My last post BC Life Coaching was working as  Co General Manager in my husband's Iconic St Kilda club restaurant and bar Big Mouth. My work was in events, marketing, styling, branding and two interior design refurbishments. 




 

I cook and like to make a heaving table, I love Chardonnay and Grenache, flowers, fruit trees, preserving, making fruit chutney and second ferment kombucha. (Cherry, rose and saffron anyone? )


I love art and design and philosophy, and I am big into belief systems, spirituality and all the things unseen.


My loves of my life are my husband and dogs, family and a awesome group of women friends. 





Thinking about Midlife as a Rite of Passage transformed my emotional experience on my own Midlife journey.

Pre-perimenopause, I believed I would sail through the process like a sailboat on a lake.


So when I found myself being sucked into a vortex of emotional turbulence, darkness, isolation and unexplained grief, I did not attribute it to anything to do with my life actually changing,

I just thought that all the situations and circumstances in my life were conspiring against me.

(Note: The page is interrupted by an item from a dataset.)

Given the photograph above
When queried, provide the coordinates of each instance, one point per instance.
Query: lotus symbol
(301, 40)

In white Western culture, we have been socialised to downplay the significant transitions a woman goes through during her perimenopausal menopausal phase.

Even the language available to describe what we are going through is significantly void of any real description or sensitivity to the process we are going through.


Women are shamed into talking about the experience at any level other than hot flushes, night sweats and a giggle about a piddle when we laugh.


But the truth is, the transition from our second age - the Mother phase in archetypal language, into our third age, the age of the Crone, is a most significant and final Rite Of Passage.


Seeing our transition as a Rite Of Passage means that we are reframing the experience to embrace the journey.


It allows us to find acceptance and open up to the process.


Rites Of Passage acknowledge the period of time when we shift from one group to another.


In broad terms, in our Midlife rite of Passage we are separating from one age bracket to another.


Western culture may discuss Rites of Passage, but in truth, it misses the important structure and function of true Rites of Passage.


A Rite of Passage is the process of being called away from something familiar to something unfamiliar and unknown.

It's like leaving the bank of the river to swim to another shore.

We go through uncertainty and resistance. The mid-current fear.

We feel the desire to turn back and the internal conflict to stay and weather the storm.

When we stay and weather the storm, we are in the realisation, this is the initiation.

This is where we do our work; this is where we transform.

I feel very strongly that as we get older, we are here to honour the process our life gives us to live.


Take a moment to think. Whatever situation is presenting to you right now, what can you see if you look at it through the lens of your Rite Of Passage, the lens of initiation?


The very thing you are facing will be the very thing you need to see.